Ты, милашка, скинь рубашку,
Полезай на сеновал!
Я тебя не покалечу,
Я старинный коновал!

 
   И поскорей забегал ухом по спине, тыкаясь в чутко подрагивающую кожу — хитрил «пана»! Всегда он так: ляпнет что, сорвется ли и поскорее за дела примется, я, мол, не я, и хата не моя.
   — Твои шутки иной раз…
   — Тихо! Слусаю…
   — Твои хамские шутки, — настаивала она, — оскорбительны для женщины, и тебе они совсем не к лицу.
   — Чё поделаш! — отнимая ухо от спины больной, отчужденно и грустно обронил Аким. — Культуре обучался я в Боганиде и на «Бедовом». Как зысь воспитала, так и воспитала, извиняйте. Под правой лопаткой сипит, под левой вроде бы не слыхать. Будем ходить или в избушке сидеть?
   — Ходить. А зысь ни при чем! Природа дала тебе ума и такта довольно. Не форси и не выпендривайся! — Эля сердито сдернула с шеи рубаху, полезла под одеяло.
   Аким, сконфуженно пошмыгивая носом, отсчитал капли, поколдовал над банкой с травяными снадобьями и, понимая, что зубатиться им сегодня не следует, — такой добрый вечер, поддразнил ее, подавая колпачок от термоса с каплями.
   — Значит, в столице всего навалом?
   — Всего! — Эля опрокинула колпачок с лекарством лихо, будто водку на именинах, и осипшим от горечи лечебного зелья голосом добавила, вспоминая о чем-то своем: — И калачи там горячи…
   — Хоросо! Замечательно! Дальсе што?
   — Изверг ты, вот што!
   — Спасибо. Прими еще вот этот порошочек…

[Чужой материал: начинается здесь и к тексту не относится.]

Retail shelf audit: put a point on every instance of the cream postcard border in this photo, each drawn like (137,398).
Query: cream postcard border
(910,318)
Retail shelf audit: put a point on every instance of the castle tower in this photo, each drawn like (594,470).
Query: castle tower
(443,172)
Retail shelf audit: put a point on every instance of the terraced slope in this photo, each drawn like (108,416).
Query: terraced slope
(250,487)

   Она послушно высыпала в рот какой-то желтый, тиной воняющий порошок, запила его кружкой совсем уж диковинного настоя — в нем багульник, корень шиповника, кора редкой здесь худорослой калины, стерженьки черемушника — все-все как есть, с точки зрения «фершала», пользительное, лишь седьмичника, заветной травки, нет, кончился седьмичник. Скоро сухари, крупа, мука кончатся, да и кончились бы уже, если б Аким не нажимал на мясо, рыбу и орехи. Он морил себя, держался побочным харчем, а что послаще, отдавал ей, пас каждую крошечку, каждый стебелек, ягодку. Уткнувшись взглядом в ноги, Эля перемучила, передышала занимающийся от горечи лекарств кашель и долго еще сидела, спустив ноги с нар и глядя на расположившегося внизу Акима, ровно что-то в нем открывая заново. Он смешался от ее взгляда, забормотал опять насчет завтрашних дел, насчет сборов и скорых морозов.

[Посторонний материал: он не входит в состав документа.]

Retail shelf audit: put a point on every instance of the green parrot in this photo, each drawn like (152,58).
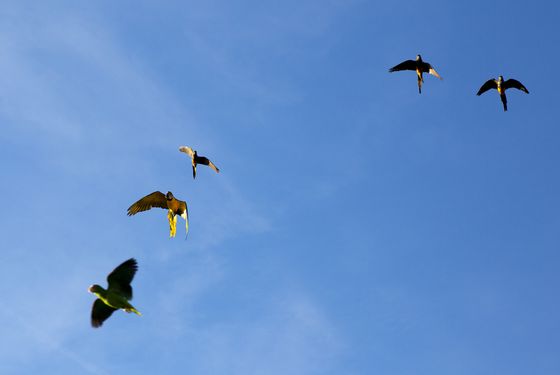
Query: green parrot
(117,295)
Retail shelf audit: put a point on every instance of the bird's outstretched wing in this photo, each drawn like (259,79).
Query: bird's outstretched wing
(427,68)
(405,65)
(155,199)
(490,84)
(187,150)
(119,280)
(100,312)
(206,161)
(513,83)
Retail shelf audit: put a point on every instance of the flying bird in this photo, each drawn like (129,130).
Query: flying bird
(158,199)
(419,66)
(117,294)
(501,85)
(197,159)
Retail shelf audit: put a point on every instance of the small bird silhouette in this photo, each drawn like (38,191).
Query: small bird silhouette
(197,159)
(158,199)
(419,66)
(117,294)
(501,85)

   — Нянюшка моя! — Не слушая и не слышав его, признательно тронула прохладной ладонью щеку Акима Эля. Он защемил ее руку на плече подбородком, дотронулся губами до желобком прогнутого запястья. — Милая, добрая нянюшка! Не заводи ты меня, не мучай и сам не мучайся! Слышу ведь, слышу, ворочаешься на холодном полу, не маленькая, не девочка… Фершал ты мой, хозяин ты мой, человек лесной… Славный… Добрый… Погибать, так вместе. Погибать, так… О-о, господи!..

 

 
   Утром в зимовье висело гнетущее молчание. Эля таилась в постели. Аким затоплял печь, разогревая почти нетронутую уху. Парил в кожухе термоса над печкой сухари, пошвыркивал чай. Искрошив зубами сухарик, закурил и, громко кашлянув, произнес словно бы в пустоту:
   — Ну, я посол! — потоптался у порога и повторил: — Посол… В лес… В тайгу, значит. Надо капканы сымать, петли, кулемы спустить. Послезавтра двинемся. Дак ты это… гумажье[4] смотай, допрядывай, полусак дошивай, снаряжайся… кхе-кхе… Посол я.
   — Хорошо, иди…
   «Зачем я его позвала? Совратила. Испортила все!.. Истинно мамина дочь! Тоже спасать люблю. Избился „пана“ на полу. Холодно ему. Неуютно. Жалко мальчика. А какой он мальчик? В матросах был, с портовыми шлюхами гуливал… А-ах! Ну, все! Ну плевать! В конце концов, это даже смешно: двое в тайге, в избушке… Все! Все! Встаю! И за дела. Делами попробую спастись, как хитрый „пана“.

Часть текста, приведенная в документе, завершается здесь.